According to Messelt, a managed transition of Home Health Care will include:

• Client services — working with both individual clients and available service providers to determine best available care and facilitating the smoothest possible transition. If identified, certain clients and client services would remain with the county, where no other feasible services are available.

• Employee services — working with employees and their representatives, design a structured assessment and assistance program for those employees affected by the program’s transition.

Ideally, employees would be offered other county positions, available labor agreement, county or state transition assistance, county-led efforts to identify placement opportunities with other service providers, or perhaps early retirement opportunities.

Even though a non-mandated service, the county is interested in ensuring its residents are afforded home health care services.

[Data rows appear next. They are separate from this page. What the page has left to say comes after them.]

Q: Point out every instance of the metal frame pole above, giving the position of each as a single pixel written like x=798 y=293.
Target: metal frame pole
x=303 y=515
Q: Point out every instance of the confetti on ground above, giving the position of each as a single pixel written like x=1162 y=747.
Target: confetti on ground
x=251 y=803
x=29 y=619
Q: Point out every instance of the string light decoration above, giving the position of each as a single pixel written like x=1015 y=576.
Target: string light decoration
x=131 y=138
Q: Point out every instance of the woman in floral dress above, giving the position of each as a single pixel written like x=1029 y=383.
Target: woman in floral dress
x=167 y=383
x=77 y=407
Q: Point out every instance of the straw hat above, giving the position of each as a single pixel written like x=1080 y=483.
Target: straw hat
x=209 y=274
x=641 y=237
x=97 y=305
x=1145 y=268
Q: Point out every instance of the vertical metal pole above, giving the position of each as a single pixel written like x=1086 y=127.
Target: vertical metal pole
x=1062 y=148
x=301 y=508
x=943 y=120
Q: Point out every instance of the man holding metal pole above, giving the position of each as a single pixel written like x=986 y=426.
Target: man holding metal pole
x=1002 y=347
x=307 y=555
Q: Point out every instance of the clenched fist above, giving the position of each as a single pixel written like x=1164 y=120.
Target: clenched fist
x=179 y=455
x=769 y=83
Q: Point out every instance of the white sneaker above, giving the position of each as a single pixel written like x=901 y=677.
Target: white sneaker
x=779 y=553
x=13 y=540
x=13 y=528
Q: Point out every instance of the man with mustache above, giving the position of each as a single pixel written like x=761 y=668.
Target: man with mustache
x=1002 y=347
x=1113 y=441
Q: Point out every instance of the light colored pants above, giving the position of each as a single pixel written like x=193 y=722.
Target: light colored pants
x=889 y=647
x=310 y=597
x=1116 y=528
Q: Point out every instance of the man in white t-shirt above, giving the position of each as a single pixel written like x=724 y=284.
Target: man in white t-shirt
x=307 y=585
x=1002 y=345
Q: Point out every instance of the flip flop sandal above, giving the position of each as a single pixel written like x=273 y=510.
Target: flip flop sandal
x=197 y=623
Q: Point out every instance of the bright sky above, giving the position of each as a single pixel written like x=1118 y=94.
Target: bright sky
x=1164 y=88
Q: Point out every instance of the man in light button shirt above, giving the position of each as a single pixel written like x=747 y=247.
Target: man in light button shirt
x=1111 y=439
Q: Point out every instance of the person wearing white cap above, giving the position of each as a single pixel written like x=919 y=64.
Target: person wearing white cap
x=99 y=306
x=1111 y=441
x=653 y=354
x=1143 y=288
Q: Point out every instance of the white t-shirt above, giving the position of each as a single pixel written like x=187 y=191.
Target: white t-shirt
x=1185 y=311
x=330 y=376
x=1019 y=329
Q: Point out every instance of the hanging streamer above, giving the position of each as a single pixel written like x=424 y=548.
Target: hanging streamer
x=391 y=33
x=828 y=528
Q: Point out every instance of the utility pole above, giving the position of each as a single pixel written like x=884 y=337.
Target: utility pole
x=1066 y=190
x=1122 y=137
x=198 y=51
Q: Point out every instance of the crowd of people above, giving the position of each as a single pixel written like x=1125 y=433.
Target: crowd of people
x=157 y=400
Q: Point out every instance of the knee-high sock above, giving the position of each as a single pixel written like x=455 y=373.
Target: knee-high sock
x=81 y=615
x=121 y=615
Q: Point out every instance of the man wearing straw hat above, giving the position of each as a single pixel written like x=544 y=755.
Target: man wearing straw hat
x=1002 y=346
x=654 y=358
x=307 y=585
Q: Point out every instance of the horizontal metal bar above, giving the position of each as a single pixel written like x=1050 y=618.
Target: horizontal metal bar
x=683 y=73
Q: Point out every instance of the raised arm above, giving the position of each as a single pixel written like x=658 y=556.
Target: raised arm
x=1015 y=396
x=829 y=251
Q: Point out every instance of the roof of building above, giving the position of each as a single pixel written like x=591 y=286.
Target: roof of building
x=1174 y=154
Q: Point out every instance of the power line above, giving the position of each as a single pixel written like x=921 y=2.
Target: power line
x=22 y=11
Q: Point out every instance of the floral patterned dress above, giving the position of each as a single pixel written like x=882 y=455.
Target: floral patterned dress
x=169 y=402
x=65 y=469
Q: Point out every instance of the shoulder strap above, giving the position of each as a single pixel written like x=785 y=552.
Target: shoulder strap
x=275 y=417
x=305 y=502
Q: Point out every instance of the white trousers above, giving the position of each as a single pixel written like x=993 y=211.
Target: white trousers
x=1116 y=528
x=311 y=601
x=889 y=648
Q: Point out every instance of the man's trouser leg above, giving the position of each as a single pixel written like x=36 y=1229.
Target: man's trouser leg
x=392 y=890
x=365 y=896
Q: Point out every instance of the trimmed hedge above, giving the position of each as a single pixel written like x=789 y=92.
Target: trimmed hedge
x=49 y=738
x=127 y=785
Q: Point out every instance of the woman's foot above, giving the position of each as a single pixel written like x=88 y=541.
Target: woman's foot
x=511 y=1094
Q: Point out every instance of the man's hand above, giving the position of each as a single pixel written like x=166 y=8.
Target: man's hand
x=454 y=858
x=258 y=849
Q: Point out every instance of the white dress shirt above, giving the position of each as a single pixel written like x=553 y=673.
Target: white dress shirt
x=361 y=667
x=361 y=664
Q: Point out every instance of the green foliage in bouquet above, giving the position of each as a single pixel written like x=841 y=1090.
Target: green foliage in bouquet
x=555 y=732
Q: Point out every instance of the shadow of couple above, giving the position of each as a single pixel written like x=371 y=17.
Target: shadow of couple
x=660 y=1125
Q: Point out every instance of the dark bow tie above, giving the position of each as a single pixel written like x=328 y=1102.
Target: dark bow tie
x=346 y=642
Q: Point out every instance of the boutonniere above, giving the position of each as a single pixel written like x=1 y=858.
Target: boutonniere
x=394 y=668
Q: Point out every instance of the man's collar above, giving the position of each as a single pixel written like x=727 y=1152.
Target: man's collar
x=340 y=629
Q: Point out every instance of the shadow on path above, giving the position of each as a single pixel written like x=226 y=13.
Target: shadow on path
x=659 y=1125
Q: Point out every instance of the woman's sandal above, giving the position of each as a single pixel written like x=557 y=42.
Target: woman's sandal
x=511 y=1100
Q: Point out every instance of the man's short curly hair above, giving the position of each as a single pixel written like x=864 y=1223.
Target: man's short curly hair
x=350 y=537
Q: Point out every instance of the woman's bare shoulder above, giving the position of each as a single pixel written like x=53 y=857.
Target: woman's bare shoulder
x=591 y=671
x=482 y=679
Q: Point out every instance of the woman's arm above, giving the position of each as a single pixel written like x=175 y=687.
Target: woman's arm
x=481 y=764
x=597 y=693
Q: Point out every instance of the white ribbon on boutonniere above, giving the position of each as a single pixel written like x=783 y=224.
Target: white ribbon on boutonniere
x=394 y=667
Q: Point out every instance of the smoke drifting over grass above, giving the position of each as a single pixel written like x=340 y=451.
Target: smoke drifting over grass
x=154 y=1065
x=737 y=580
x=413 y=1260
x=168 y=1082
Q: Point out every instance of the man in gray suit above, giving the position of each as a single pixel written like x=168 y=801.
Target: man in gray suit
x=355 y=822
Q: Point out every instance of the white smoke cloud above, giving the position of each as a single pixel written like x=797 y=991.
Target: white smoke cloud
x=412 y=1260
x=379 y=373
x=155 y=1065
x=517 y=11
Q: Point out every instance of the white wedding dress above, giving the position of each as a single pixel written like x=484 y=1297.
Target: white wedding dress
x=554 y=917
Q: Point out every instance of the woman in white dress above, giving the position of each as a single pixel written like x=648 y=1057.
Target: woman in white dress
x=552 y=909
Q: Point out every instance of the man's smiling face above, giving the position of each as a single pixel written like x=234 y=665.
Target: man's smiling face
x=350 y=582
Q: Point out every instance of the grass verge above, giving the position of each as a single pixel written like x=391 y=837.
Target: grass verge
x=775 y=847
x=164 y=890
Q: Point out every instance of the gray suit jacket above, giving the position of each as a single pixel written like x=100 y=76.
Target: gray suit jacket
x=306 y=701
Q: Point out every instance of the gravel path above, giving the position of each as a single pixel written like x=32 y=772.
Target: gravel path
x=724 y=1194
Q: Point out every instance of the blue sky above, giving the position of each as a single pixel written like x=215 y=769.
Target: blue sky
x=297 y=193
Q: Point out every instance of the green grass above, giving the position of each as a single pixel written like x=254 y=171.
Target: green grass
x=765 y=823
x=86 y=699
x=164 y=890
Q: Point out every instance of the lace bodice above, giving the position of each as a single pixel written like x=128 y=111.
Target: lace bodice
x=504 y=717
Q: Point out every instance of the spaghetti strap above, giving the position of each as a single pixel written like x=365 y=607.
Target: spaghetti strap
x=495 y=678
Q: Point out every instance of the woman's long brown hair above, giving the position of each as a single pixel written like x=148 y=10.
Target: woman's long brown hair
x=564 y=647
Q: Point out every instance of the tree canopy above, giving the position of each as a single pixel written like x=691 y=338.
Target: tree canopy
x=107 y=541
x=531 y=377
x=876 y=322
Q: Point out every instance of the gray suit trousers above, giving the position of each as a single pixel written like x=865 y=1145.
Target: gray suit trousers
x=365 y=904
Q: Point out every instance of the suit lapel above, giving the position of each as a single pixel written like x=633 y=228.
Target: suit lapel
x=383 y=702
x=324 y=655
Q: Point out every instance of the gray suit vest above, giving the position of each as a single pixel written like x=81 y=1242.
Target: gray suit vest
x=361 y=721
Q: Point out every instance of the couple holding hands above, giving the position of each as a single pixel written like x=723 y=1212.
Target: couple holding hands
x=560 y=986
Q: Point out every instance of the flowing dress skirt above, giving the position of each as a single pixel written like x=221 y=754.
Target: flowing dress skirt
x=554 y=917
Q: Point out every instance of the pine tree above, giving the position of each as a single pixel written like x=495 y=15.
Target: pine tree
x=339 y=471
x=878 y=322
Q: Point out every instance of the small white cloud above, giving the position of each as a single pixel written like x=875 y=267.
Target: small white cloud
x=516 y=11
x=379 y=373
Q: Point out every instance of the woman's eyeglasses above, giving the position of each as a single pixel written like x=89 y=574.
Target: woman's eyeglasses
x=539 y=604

The department will continue to monitor and evaluate client services through this program transition, learn from other counties and the state what role it will continue to provide and how best to manage any remaining clients, Messelt explained.

While the county board’s action may help reduce additional projected losses of some $100,000, employee and client transition costs are undetermined at this time. Long-term, however, financial implications are anticipated to be positive since future levy dollars will not be needed to support this non-mandated program, he added.

Radio upgrade, Taylors Falls

With regard to the 800 MHz radio system upgrade, commissioners authorized an amendment to the county’s policy on ARMER cost recovery and subscriber fees and approved the subscriber agreement with the city of Taylors Falls.

At issue, Taylors Falls is buying ARMER-compatible radios with help from federal and state grant funds. The county and city drafted a proposed subscriber agreement, allowing the city to use its radios on the county ARMER system.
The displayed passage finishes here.